Results:  Logistic regression showed that diminished orientation to voice on the NNNS was related to lack of response to name, χ² = 10.14, p =.04, OR = 1.48, 95%CI 1.12-1.96, p = .006. Analysis of the NNNS summary scores using linear regression showed more non-optimal reflexes were associated with elevated risk scores on the PDD-ST scores, F(3, 177) = 4.74, p =.003, β = 3.39, p = .001.

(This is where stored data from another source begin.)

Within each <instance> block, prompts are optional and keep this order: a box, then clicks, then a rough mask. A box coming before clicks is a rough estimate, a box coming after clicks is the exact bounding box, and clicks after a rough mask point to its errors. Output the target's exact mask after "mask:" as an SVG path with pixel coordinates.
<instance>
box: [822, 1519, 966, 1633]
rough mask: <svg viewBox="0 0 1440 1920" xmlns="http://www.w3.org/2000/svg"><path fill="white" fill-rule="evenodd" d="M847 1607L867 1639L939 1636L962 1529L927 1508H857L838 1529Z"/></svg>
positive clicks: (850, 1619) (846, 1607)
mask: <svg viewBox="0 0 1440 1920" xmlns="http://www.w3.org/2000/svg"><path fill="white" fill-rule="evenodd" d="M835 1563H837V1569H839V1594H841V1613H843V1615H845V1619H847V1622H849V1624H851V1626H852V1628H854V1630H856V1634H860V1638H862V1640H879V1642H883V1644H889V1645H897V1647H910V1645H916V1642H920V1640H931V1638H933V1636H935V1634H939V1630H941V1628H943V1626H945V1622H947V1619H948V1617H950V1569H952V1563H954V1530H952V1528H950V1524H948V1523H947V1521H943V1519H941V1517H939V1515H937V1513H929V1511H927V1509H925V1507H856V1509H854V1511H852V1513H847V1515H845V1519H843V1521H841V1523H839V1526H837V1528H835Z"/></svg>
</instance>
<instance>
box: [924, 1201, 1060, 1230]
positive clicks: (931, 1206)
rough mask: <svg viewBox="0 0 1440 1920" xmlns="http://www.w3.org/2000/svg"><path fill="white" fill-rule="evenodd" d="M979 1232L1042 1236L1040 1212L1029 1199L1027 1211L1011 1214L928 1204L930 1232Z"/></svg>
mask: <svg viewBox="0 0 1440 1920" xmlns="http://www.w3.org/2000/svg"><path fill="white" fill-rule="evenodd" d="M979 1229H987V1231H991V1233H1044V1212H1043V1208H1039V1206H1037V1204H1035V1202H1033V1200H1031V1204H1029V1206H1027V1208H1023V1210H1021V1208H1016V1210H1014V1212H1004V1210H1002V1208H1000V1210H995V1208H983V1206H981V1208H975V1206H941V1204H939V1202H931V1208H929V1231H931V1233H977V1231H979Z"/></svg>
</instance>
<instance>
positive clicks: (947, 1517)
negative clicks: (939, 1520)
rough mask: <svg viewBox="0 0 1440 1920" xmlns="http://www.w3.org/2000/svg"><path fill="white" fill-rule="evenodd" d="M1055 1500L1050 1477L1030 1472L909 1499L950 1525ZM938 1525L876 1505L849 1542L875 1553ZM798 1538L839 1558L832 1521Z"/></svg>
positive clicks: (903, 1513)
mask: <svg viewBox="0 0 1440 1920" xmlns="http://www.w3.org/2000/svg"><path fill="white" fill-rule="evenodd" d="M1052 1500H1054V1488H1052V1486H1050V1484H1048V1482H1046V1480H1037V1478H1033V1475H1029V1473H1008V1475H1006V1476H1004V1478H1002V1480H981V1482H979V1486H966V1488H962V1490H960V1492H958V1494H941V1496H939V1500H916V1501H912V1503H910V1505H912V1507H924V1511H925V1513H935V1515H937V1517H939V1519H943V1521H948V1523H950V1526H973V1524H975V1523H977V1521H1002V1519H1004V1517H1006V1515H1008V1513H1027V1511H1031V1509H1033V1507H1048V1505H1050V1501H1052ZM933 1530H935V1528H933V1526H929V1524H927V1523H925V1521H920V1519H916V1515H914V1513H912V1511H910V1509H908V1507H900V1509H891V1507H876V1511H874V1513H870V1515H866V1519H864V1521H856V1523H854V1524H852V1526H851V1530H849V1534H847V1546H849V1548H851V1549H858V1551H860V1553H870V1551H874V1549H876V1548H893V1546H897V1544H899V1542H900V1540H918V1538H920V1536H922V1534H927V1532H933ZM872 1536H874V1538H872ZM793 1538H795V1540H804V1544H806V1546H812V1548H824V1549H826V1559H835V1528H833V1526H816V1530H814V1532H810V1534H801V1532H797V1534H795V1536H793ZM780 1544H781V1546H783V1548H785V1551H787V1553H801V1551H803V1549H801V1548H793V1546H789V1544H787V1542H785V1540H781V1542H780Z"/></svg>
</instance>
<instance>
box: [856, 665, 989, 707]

Conclusions:  Results suggest that the NNNS may be related to signs of ASD symptomatology at 18 months in infants born <36 weeks gestational age. The relation between the infant’s response to voice on the NNNS and response to name at 18 months could suggest developmental continuity in response to voice, which is often diminished in ASD. The finding that infants with higher scores on the PDD-ST had less optimal reflexes is consistent with atypical motor behaviors in infants later diagnosed with ASD (Bryson et al., 2007). Although this study was limited by use of ASD symptom counts rather than diagnosis, results suggest potential neurobehavioral signs of risk for ASD in early infancy.